Rehearsal is the workout. Shows are the big game. Athletes spend the majority of their time practicing; if they can’t stand the drills and scrimmages, they’re going to hate 90 percent of what they do. I’m guessing the happiest, most satisfied athletes get started because they love to play the game—not just because they want the cheering and the trophies at the end. And they remember that even when they’re winning all the time.

In every right-brain/left-brain test I’ve ever taken, I end up smack in the middle. Rehearsal appeals to me because it’s the perfect mix of pure creativity and cold-hearted critique. You’re honing technique. Building muscle memory. Earning trust. You’re pushing your limits, trying new things and taking risks. You have the chance to analyze forms, pick scenes apart and even be in your head that you can’t afford when you’re on stage.

If you do it right, you spend an equal amount of time exhilarated and frustrated. If you never screw up, you’re not pushing yourself hard enough. And to really, truly allow yourself to screw up, you have to work hard at playing.

And there’s the fun part.

You get to play. Usually with your friends. You spend 2-3 hours (my ideal is three—because that’s how long it takes to push past the easy stuff) doing what you love with people you like. Sometimes, it’s where you do your best stuff—and a lot of the time, it’s where you laugh the hardest.

When I did this for a living, it sometimes felt like work. But now work is what I do in the office. That’s the place where I sit in meetings in stuffy rooms for hours a day…where I create within the confines of a Powerpoint presentation…where I go because I’m obligated to.

Especially now that it doesn't pay my bills, improv is pure fun. Every single part of it.

Sunday, February 1, 2009


There’s an improv-only theater in Bonner Springs, KS.

Seriously, people. That just gets cooler as you think about it more.

And John, the guy who owns it, is a serious improv geek. (Of course, I mean that in the best way possible.) I got to sit in on his Red Rubber Ball show (and stuck around to watch his two-man show with Keith last night, which kicked some serious ass—they mapped feeding chocolate all the hell over drug and sex addiction).

The Red Rubber ball show was a blast to play. I was up with John, my old friend Don, Nifer, Keith and Patrick; I’ve played with all of them before either in classes or shows, so I was really looking forward to the chance to improvise with them. They made me feel welcome and completely at ease right off the bat. The Roving Imp is like that—the generous, playful vibe there really reminds me that performing isn’t the only reason I love improv.

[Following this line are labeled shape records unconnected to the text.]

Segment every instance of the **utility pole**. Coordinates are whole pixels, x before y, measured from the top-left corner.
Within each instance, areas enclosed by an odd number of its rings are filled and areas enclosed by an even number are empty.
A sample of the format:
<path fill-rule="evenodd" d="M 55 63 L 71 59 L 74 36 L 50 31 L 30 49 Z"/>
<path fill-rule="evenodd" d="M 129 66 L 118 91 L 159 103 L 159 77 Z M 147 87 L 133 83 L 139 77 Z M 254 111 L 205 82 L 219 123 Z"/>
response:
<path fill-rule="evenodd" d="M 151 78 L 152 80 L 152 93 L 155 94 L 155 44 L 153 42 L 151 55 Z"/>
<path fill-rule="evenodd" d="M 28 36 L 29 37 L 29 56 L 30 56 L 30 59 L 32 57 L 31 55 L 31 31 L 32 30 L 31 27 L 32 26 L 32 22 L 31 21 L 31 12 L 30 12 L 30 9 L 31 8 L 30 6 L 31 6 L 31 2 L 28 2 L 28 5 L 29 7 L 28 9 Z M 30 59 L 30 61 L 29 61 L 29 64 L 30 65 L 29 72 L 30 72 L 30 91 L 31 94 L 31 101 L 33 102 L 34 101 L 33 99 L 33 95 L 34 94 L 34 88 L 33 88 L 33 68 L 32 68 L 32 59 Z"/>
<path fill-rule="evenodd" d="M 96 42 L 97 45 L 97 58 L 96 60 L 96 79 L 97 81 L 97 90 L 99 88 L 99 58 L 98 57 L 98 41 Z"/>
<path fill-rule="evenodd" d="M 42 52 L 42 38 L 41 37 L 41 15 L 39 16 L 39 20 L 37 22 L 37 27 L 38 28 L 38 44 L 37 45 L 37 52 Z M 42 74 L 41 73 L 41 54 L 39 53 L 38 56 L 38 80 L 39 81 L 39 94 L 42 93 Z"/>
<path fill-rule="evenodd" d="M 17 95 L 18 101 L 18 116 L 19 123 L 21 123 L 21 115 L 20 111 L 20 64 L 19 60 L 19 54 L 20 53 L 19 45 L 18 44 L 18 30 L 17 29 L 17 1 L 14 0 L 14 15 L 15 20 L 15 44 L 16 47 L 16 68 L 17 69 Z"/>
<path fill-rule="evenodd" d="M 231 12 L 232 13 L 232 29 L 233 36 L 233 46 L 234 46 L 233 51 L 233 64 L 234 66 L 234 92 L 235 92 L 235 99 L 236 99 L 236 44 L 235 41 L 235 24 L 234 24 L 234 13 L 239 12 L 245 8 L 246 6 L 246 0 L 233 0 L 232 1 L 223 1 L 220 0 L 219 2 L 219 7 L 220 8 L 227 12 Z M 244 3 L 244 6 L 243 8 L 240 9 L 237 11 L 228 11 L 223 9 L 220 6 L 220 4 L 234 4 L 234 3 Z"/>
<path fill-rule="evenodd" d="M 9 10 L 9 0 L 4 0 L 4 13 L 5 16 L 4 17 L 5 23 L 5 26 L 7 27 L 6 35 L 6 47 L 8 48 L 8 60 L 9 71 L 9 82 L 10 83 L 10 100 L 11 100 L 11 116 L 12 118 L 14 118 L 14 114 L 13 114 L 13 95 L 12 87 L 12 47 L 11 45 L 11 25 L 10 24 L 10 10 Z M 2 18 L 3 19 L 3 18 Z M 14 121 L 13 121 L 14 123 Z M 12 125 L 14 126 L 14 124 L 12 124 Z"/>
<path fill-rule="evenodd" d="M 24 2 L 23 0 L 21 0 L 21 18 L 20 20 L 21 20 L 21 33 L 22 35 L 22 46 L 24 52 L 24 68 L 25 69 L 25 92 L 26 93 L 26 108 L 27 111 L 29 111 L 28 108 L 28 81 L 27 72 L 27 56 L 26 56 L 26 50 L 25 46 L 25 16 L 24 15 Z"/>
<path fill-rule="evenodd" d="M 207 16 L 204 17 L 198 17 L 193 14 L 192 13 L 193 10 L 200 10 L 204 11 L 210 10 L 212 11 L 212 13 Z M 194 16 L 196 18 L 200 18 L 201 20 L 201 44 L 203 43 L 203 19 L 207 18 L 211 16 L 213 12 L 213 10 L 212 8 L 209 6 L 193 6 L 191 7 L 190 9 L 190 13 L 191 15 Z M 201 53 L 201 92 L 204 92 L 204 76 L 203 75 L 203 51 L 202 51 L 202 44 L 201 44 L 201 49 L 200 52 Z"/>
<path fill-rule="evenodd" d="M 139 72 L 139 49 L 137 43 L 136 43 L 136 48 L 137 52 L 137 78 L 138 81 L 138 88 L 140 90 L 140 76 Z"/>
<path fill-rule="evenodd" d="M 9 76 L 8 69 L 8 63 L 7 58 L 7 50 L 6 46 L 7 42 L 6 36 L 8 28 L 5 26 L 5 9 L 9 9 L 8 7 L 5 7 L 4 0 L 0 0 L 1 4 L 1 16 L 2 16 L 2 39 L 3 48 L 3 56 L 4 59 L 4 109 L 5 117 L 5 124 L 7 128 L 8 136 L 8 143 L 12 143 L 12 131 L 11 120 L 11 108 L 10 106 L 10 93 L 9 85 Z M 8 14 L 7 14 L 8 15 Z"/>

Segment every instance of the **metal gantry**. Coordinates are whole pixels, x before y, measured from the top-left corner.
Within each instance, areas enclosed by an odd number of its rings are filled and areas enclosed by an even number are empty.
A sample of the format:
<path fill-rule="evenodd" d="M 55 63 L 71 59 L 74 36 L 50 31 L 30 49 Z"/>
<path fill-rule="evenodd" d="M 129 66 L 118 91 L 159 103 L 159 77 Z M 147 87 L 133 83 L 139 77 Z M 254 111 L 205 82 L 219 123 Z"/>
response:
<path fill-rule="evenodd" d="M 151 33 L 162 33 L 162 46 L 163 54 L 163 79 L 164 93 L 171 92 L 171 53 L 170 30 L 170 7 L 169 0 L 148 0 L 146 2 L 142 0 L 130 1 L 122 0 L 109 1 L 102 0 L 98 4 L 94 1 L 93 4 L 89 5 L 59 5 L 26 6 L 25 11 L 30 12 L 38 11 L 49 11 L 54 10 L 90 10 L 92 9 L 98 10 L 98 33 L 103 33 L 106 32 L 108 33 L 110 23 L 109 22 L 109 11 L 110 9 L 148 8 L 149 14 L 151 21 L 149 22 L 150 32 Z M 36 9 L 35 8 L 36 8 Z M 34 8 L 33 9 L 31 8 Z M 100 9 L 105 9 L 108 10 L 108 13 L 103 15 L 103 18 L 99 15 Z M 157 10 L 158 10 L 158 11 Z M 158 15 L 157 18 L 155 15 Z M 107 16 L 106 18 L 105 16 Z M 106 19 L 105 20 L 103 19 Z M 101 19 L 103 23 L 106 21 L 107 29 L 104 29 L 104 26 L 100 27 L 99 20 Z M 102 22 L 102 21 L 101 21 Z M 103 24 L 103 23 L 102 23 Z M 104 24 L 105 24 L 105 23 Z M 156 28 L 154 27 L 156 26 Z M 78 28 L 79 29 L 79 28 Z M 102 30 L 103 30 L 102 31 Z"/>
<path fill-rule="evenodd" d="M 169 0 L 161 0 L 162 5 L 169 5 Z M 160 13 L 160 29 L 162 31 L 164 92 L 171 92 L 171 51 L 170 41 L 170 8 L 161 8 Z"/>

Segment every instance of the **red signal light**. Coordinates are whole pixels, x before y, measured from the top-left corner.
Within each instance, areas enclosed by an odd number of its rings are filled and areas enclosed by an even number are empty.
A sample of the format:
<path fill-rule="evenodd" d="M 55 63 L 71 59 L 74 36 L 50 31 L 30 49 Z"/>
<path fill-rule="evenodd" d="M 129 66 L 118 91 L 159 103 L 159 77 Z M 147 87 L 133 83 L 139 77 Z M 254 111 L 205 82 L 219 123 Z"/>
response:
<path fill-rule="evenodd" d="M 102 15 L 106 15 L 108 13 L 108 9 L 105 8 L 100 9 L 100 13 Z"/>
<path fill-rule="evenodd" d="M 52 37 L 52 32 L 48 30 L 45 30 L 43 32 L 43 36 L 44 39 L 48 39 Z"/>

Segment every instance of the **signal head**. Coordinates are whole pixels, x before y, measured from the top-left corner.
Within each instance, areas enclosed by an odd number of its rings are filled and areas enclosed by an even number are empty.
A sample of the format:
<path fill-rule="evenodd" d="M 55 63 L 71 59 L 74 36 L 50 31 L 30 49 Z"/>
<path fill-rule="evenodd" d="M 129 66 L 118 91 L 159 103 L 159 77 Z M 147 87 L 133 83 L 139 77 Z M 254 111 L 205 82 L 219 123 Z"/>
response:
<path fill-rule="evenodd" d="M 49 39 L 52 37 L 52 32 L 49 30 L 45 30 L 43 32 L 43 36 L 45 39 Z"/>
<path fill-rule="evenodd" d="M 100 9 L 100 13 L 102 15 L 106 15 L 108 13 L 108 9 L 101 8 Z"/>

In the first few months of playing with KC ComedySportz (now ComedyCity), the guys from Chicago came down for a show and workshop. They mentioned that if any of us ever happened to be in Chicago, we should come sit in. Chicago CSz played at the Congress Hotel at the time; I called them just to say I was coming to the show, and they asked me to sit in.

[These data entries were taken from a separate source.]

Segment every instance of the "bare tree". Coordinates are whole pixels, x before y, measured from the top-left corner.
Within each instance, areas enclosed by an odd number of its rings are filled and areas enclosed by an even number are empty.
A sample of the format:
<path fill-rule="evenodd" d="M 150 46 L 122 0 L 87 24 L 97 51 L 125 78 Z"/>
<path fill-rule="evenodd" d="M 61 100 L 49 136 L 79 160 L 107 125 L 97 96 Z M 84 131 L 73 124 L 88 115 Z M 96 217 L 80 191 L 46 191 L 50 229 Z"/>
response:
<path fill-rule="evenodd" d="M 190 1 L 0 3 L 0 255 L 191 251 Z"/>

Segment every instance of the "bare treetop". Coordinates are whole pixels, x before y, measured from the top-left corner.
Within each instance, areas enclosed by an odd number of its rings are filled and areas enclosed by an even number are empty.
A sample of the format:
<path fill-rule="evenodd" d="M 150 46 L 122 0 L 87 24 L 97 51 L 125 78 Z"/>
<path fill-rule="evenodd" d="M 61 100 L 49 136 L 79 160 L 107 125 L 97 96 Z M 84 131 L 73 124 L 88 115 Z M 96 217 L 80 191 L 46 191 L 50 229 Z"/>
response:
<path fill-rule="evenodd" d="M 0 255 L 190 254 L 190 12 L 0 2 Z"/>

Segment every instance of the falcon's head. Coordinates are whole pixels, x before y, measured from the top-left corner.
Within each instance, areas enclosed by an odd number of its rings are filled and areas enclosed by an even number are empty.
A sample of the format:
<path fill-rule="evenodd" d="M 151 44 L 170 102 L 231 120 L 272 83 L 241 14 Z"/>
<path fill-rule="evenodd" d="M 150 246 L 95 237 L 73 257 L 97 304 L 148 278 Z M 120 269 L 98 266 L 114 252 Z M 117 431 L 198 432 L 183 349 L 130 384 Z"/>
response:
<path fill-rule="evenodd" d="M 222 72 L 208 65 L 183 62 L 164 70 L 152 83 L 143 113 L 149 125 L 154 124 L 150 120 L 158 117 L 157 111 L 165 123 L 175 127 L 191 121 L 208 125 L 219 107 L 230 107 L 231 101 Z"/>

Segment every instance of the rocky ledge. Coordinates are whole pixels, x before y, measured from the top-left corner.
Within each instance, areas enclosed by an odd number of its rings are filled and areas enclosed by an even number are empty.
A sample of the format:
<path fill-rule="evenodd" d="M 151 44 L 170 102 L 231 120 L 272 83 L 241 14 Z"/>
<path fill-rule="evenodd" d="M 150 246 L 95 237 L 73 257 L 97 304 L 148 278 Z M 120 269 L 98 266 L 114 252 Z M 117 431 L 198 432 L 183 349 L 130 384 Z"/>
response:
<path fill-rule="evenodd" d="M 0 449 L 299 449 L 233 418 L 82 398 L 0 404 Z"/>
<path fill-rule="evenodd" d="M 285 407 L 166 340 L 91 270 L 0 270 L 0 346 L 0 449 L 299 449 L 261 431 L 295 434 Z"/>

OK. It was Thanksgiving weekend, and they were probably short players that night. But I was a year into improvising and they accepted me without question. They trusted me enough to put me in a show just because I was one of them.

I was an improv fan before, but I think that’s when I officially fell in love.

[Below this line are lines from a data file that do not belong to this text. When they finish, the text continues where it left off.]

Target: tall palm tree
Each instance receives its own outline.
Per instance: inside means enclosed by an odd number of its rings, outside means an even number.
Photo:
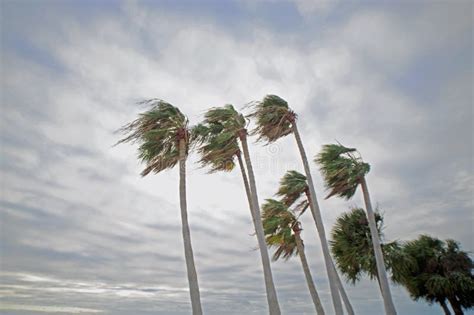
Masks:
[[[267,199],[262,205],[263,229],[269,247],[276,247],[273,260],[280,257],[285,260],[298,254],[303,267],[306,283],[308,285],[314,307],[318,315],[324,315],[323,305],[319,299],[318,291],[313,282],[303,240],[301,239],[301,223],[290,209],[281,201]]]
[[[369,220],[370,235],[374,247],[385,313],[394,315],[397,312],[390,293],[377,223],[365,180],[365,175],[369,172],[370,166],[364,163],[360,156],[356,157],[354,155],[355,152],[356,149],[346,148],[340,144],[328,144],[323,146],[323,150],[316,157],[315,162],[320,165],[326,187],[330,190],[326,199],[335,195],[344,199],[350,199],[354,196],[357,187],[361,186]]]
[[[202,314],[199,284],[194,265],[191,234],[189,231],[186,205],[186,158],[190,147],[188,119],[181,111],[162,100],[150,99],[143,104],[151,108],[134,121],[126,124],[119,132],[124,142],[138,143],[138,158],[145,164],[142,176],[171,169],[179,163],[179,196],[184,255],[191,295],[193,314]]]
[[[249,117],[255,118],[256,122],[256,128],[252,133],[258,134],[259,140],[271,143],[291,133],[295,136],[304,171],[308,179],[310,204],[312,205],[310,209],[321,241],[334,310],[336,315],[340,315],[342,314],[342,304],[339,298],[339,291],[344,289],[337,285],[337,272],[331,260],[308,158],[306,157],[303,142],[298,131],[297,115],[289,108],[288,103],[284,99],[276,95],[267,95],[262,101],[253,103],[251,107],[252,113]]]
[[[308,207],[313,207],[313,204],[310,202],[311,196],[306,176],[295,170],[286,172],[286,174],[282,177],[276,195],[279,196],[281,201],[288,207],[296,203],[295,210],[299,211],[300,215],[303,214]],[[333,268],[335,268],[332,259],[331,265]],[[337,271],[336,281],[347,313],[349,315],[353,315],[354,310],[346,294],[346,290],[344,290],[342,281],[337,274]]]
[[[456,241],[420,235],[404,244],[402,251],[414,260],[415,266],[395,273],[394,280],[413,299],[437,302],[446,315],[451,314],[446,301],[456,315],[462,315],[463,308],[474,307],[474,264]]]
[[[232,170],[235,166],[234,158],[237,157],[260,249],[269,311],[272,315],[279,315],[280,306],[265,244],[255,175],[247,143],[246,124],[245,117],[237,112],[232,105],[215,107],[205,113],[203,123],[198,125],[192,134],[199,144],[200,162],[204,166],[210,166],[211,172]],[[242,146],[247,172],[241,158],[239,142]]]
[[[383,233],[383,216],[379,211],[375,211],[375,222],[380,238]],[[364,209],[353,208],[351,211],[341,214],[331,231],[331,250],[336,259],[339,270],[346,278],[355,283],[359,281],[363,274],[370,279],[377,279],[380,287],[380,280],[377,274],[372,238],[370,235],[369,223]],[[381,244],[384,255],[385,266],[392,269],[392,263],[402,259],[400,245],[397,241]],[[403,262],[407,265],[406,261]],[[402,265],[400,263],[400,265]],[[394,268],[397,270],[397,268]]]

Lighten Up started running festivals because we wanted the camaraderie ComedySportz teams have. Ours was one of the first national fests, and hit about the time Usenet groups were getting improvisers together online. We started getting to each other at festivals like ours and ImprovStock in Athens and the Big Stinkin’ fest in Austin.

After you do this for a while (uh, say, almost 20 years) it’s easy to forget the feeling of meeting people who get you for maybe the first time. I started doing this when there was no festival circuit…the major troupes in Chicago weren’t mixed and matched…and KC barely had enough improvisers to fill a few troupes, much less a community.

Playing with your own troupe, you get a heightened sense of that trust and camaraderie. But if you ever get a chance to sit in with folks you don’t normally play with, do it. Because making people laugh isn’t the only thing that makes doing this stuff fun.